Texas Judge Ed Kinkeade issued an order Monday canceling the deposition without explanation. The deposition was scheduled for later this week between Massachusetts Attorney General Maura Healey and Exxon's lawyers.

Healey is part of a group of Democratic state attorneys general investigating news reports that Exxon covered up reports by its own scientists in the 1970s because they showed manmade climate change would have a serious impact on the company's business.

Healey and New York Attorney General Eric Schneiderman have been pursuing the company with subpoenas, asking it and various conservative groups that have supported it for all records and emails regarding climate change going back decades.

Exxon has said the investigation is baseless and has called on federal judges in Texas and Massachusetts to issue injunctions to stop the subpoenas, arguing that they are an imposition on the company's right to free speech. Exxon said the company accepts that climate change is occurring and endorses the use of a tax on carbon dioxide to combat it. Many scientists blame carbon dioxide and other greenhouse gases emitted from burning fossil fuels for driving manmade climate change.

The attorneys general are attempting to build evidence for a much broader case against Exxon, showing that it lied to shareholders and the public by withholding its scientists' climate change analysis.

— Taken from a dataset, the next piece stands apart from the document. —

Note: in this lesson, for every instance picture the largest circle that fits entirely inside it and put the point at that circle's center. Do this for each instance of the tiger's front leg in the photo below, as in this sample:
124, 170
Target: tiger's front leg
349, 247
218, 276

Healey's office celebrated the deposition being canceled. "We are pleased that the federal judge has canceled this unprecedented deposition order," said her spokeswoman, Chloe Gotsis. "Our office has argued strongly that the Texas court has no jurisdiction over our investigation and we will continue to urge it to dismiss Exxon's lawsuit against us."

Environmental groups were much more blunt in their remarks, saying that Exxon's case against Healey has been "fueled by its own paranoia," according to Jamie Henn, a spokesman for the group 350.org, a leading anti-fossil fuel group leading the charge to shift the nation from fossil fuels to 100-percent renewable energy.

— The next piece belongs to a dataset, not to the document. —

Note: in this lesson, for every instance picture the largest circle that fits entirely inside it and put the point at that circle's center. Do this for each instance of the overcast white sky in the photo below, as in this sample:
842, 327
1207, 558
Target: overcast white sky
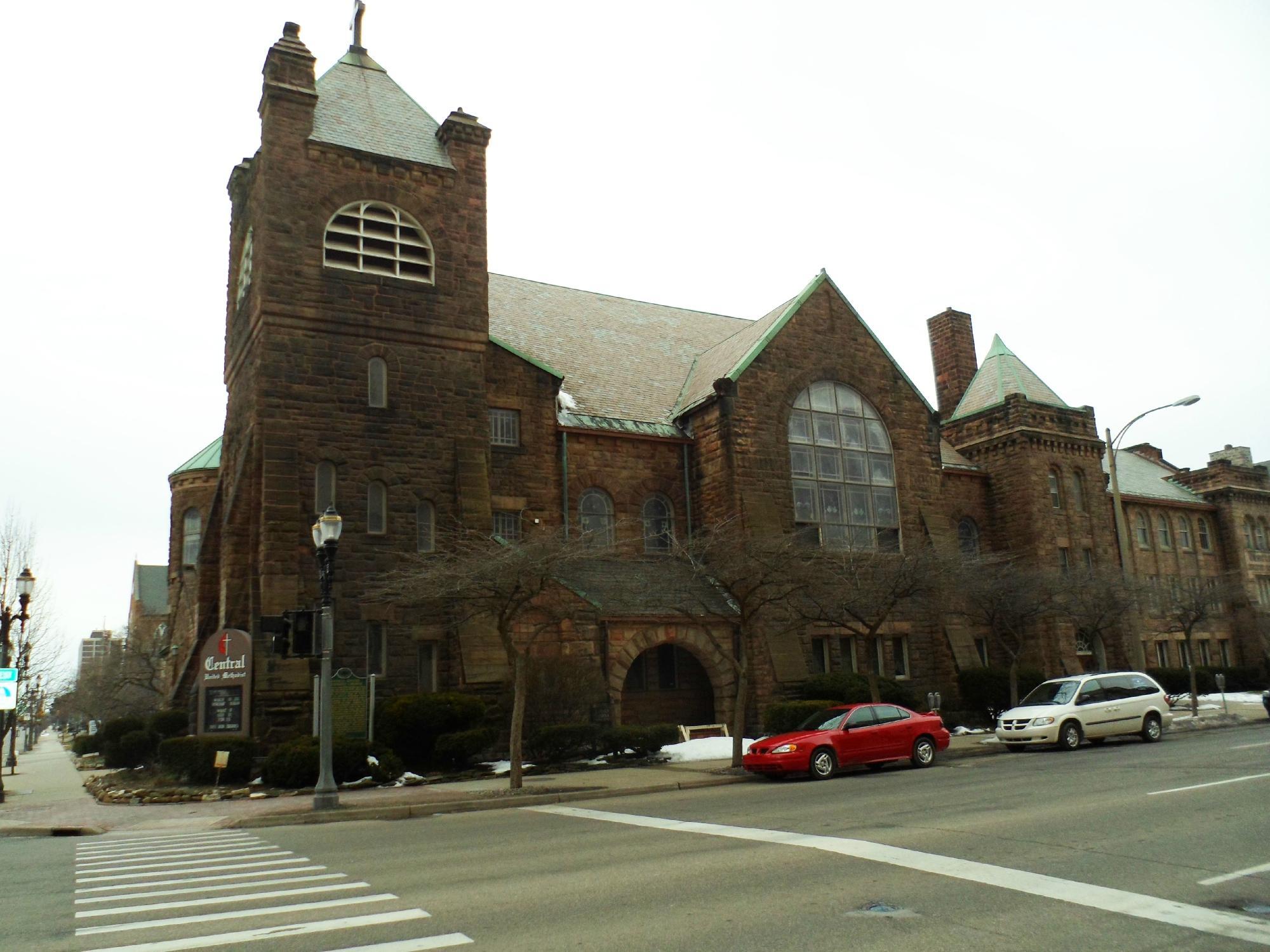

"These are the actions of a guilty party, attacking public officials and environmental groups instead of owning up to its own record," Henn said.

The judge's decision came amid reports that President-elect Trump is considering making Exxon CEO Rex Tillerson his secretary of state, which a number of environmental groups said would be a mistake because of the company's harmful record on environmental issues.

"As head of the State Department, Tillerson would have the ability to shape foreign policy to enrich himself and Exxon at the expense of people and environment," said Erich Pica, president of Friends of the Earth. "Tillerson and Exxon have a long history of funding climate denial and causing environmental catastrophes like the Exxon Valdez."

"Having Exxon Mobil's CEO run the State Department would be the ultimate bad deal for Americans and our climate," Pica said.